Nach Jahrzehnten ist ein Ölgemälde mit der Ansicht von "Klein Venedig" an der Saale an seinen Ursprungsort zurückgekehrt. Enkel Frank Seifert aus Falkensee bei Berlin hat sein gut erhaltenes Erbstück der Rolandstadt übergeben.

Calbe. Es ist eine farbenfrohe Ansicht der Stadt, die nicht nur jeder Calbenser kennt. Zwar ist das genaue Entstehungsdatum unbekannt, doch zeigt das Gemälde die Saaleseite der Rolandstadt - im Volksmund auch "Klein Venedig" genannt - im vergangenen Jahrhundert, als an das Wasserkraftwerk am Saalebogen noch nicht zu denken war.

"Das Bild ist wunderschön und markant", sagt Frank Seifert aus dem Städtchen Falkensee im Westen Berlins. Dennoch möchte er das Bild, das er vor Jahren von seinem Großvater aus Calbe vererbt bekommen hatte, nun in veranwortungsvolle Hände geben. Zwar hat es keinen hohen materiellen, für ihn jedoch einen hohen ideellen Wert.

Beim Bild handelt es sich um ein Auftragswerk des noch heute bekannten Calbenser Hobbymalers Gerhard Kuhl, der einst in der Schloßstraße ein Fahrradgeschäft betrieb.

"In meinem Haus findet es einfach keinen richtigen Platz, wir sind in einem ganz anderen Stil eingerichtet", antwortet Seifert auf die Frage, warum er sich von der in Öl verewigten Stadtansicht trennt. "Zu Calbe habe ich zudem keine enge persönliche Beziehung. Früher kamen wir oft die Großeltern besuchen.

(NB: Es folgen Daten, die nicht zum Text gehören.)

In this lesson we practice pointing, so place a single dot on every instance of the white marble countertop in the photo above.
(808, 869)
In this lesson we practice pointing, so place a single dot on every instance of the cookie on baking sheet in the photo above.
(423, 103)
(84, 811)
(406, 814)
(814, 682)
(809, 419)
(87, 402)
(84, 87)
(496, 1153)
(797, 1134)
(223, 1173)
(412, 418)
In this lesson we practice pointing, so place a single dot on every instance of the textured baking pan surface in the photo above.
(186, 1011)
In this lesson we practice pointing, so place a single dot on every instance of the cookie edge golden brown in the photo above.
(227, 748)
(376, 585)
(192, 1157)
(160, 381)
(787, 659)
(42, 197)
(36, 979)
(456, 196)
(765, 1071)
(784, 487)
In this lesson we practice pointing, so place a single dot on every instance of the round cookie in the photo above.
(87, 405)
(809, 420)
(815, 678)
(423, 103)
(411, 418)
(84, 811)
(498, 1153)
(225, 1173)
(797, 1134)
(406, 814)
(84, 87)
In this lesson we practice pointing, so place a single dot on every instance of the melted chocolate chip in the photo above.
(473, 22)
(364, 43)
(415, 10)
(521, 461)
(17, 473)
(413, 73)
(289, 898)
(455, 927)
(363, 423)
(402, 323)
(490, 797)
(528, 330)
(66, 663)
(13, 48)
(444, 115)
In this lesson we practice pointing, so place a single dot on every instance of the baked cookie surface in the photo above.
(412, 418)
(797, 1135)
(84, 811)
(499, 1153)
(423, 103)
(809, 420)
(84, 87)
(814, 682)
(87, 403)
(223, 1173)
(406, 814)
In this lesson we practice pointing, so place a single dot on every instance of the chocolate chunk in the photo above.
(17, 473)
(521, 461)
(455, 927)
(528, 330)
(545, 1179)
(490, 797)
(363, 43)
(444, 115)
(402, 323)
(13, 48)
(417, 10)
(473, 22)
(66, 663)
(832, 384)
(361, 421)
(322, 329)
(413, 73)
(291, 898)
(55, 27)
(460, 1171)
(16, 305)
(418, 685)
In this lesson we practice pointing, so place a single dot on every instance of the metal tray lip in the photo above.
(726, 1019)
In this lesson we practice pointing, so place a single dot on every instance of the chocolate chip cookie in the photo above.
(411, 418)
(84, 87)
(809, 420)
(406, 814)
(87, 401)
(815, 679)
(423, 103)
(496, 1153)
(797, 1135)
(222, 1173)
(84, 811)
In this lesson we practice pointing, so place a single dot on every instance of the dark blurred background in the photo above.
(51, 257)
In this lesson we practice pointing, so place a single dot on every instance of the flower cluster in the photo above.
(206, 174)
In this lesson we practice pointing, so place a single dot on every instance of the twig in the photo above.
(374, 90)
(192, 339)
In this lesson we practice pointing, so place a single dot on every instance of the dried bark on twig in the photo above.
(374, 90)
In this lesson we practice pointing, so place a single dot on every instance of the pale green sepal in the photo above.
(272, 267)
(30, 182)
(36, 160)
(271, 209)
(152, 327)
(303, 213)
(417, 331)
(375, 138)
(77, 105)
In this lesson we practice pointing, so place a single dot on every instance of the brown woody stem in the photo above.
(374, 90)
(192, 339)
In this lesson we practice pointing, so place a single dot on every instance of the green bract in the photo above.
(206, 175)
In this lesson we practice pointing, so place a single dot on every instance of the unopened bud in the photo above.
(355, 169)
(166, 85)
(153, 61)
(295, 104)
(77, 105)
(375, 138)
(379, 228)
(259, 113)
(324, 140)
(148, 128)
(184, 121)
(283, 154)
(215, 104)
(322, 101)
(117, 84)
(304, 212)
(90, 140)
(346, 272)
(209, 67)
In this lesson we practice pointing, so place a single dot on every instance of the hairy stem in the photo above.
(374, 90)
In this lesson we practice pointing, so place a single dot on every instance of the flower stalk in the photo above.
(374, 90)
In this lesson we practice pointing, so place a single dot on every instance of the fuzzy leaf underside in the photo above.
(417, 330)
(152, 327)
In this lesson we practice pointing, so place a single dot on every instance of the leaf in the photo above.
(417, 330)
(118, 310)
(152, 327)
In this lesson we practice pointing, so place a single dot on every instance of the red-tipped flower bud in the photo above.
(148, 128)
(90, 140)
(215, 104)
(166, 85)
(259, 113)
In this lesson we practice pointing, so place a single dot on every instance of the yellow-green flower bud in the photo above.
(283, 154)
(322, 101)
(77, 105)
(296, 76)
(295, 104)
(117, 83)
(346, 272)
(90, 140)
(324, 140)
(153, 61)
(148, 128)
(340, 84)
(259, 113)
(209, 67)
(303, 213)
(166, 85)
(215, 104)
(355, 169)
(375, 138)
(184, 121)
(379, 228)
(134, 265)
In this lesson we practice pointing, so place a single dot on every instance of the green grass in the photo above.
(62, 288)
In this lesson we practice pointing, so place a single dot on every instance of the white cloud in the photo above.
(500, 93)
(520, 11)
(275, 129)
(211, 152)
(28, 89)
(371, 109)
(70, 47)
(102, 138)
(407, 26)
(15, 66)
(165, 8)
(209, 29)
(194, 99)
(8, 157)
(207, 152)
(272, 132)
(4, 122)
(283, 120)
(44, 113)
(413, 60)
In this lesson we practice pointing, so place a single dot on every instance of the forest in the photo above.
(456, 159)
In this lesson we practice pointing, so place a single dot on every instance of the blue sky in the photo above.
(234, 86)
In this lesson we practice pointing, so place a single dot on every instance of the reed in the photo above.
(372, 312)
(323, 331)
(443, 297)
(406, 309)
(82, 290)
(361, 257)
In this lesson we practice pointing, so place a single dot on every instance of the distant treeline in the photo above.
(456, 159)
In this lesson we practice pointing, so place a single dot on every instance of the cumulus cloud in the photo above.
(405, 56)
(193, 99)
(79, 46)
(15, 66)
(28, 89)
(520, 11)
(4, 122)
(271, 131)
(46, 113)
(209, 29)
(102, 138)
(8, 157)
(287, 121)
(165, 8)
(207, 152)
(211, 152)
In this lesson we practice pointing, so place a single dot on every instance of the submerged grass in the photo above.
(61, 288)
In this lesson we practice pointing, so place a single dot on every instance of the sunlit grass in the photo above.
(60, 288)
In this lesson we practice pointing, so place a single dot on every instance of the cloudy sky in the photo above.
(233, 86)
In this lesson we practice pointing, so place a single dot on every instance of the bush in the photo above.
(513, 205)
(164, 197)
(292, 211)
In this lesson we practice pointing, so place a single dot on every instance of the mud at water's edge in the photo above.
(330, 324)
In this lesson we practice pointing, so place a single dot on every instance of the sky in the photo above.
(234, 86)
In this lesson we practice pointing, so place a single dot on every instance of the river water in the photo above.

Heute sind wir eher selten mal da", sagt Seifert, der sich mit der Stadtverwaltung in Verbindung setzte und es als Dauerleihgabe anbot. "Es sollte nicht verstauben, sondern vielen Menschen zugänglich sein", wünschte Seifert.

Bürgermeister Dieter Tischmeyer kam dem Wunsch gern nach und sucht im Rathaus nun dafür einen würdigen Platz.